Written by Jennifer WadsworthPublished Nov. 02, 2023 • 7:38pm
Elon Musk is trying to avoid testifying in an SEC probe into his $44 billion Twitter buyout. | Source: Chesnot/Getty Images

Elon Musk is suing to avoid testifying in a government probe of his $44 billion takeover of Twitter, since rebranded as X.

The billionaire filed his objections in San Francisco federal court Thursday, asking a judge to reject the U.S. Securities and Exchange Commission’s attempt to elicit more testimony for an investigation it launched early last year. 

Musk’s lawyers called the SEC subpoena “the latest in a litany of duplicative and harassing demands” made by the agency “under the guise of never-ending investigations into Mr. Musk and companies in which he holds leadership roles or financial stakes.”
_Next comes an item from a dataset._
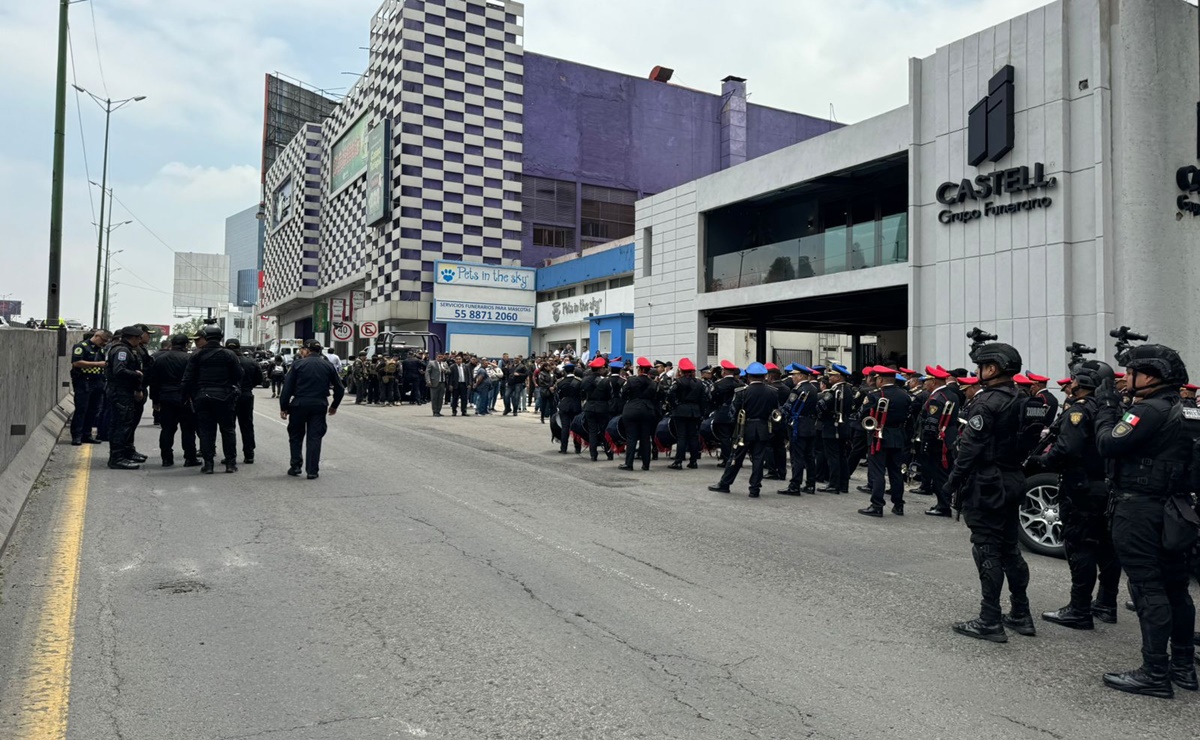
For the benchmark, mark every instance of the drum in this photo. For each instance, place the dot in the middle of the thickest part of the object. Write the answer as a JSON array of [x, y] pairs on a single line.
[[665, 434], [616, 435]]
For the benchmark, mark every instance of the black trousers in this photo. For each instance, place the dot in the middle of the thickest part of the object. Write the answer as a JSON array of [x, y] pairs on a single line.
[[123, 414], [757, 451], [89, 396], [883, 467], [1158, 579], [306, 428], [687, 438], [640, 434], [804, 463], [175, 415], [460, 393], [1089, 545], [245, 413], [991, 513], [213, 414], [835, 457]]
RELATED: Feds Try To Force Elon Musk To Testify in Twitter Investigation

In Musk’s filing, his attorneys call the SEC’s application overly burdensome and argue that it oversteps the agency’s authority by seeking “irrelevant evidence.”
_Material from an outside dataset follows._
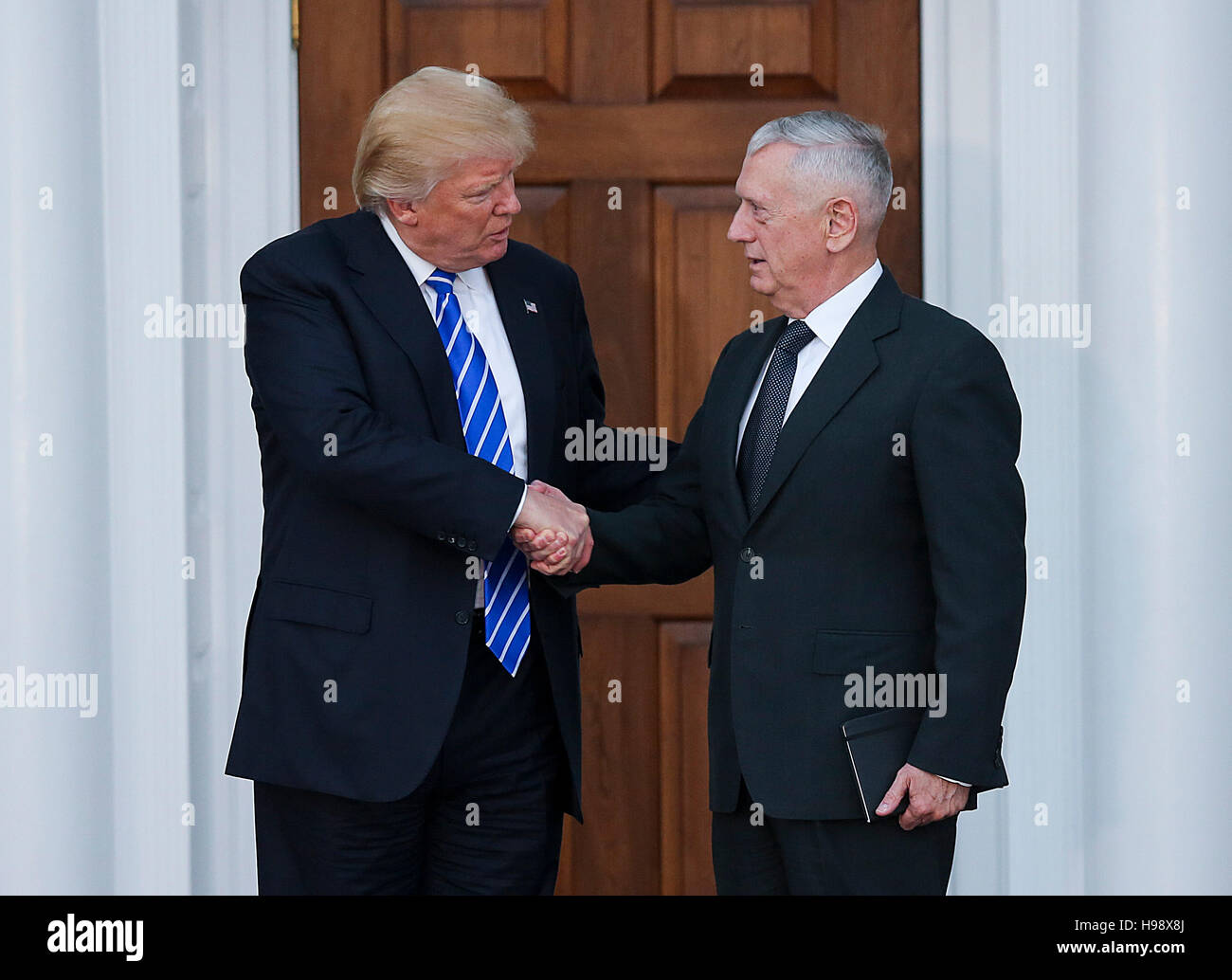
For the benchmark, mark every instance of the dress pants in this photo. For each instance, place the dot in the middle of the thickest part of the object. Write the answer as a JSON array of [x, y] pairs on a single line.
[[828, 857], [487, 817]]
The SEC launched its inquiry in April 2022 after Musk was 11 days late in disclosing stock buys that gave him a 9.2% stake in the social media site. 

After initially casting himself as a passive stakeholder, Musk changed his tune later that month by announcing plans to buy Twitter for $44 billion—and then tried to wiggle out of the deal. But a lawsuit forced him to go through with the acquisition, which was finalized six months later, in October 2022. 

All the while, the SEC continued investigating.

The agency only filed its subpoena this past month after it said Musk blew off an interview with investigators in September.

Musks’s attorneys characterize the SEC’s attempts to get him to testify as part of a yearslong “saga of harassment” that extends beyond the Twitter buyout. 

The SEC also sued Musk in 2018 for social media posts claiming he secured funding to take his other company, Tesla, private. After reaching a settlement in that case, the agency sued him again the following year, claiming he violated the pact. 

In objections filed Thursday in the Twitter probe, Musk’s lawyers say they’ll petition the U.S. Supreme Court to review the legality of that SEC settlement.

The SEC has defended its petition for testimony as well within its authority, saying it has more questions for Musk after receiving new documents in the investigation.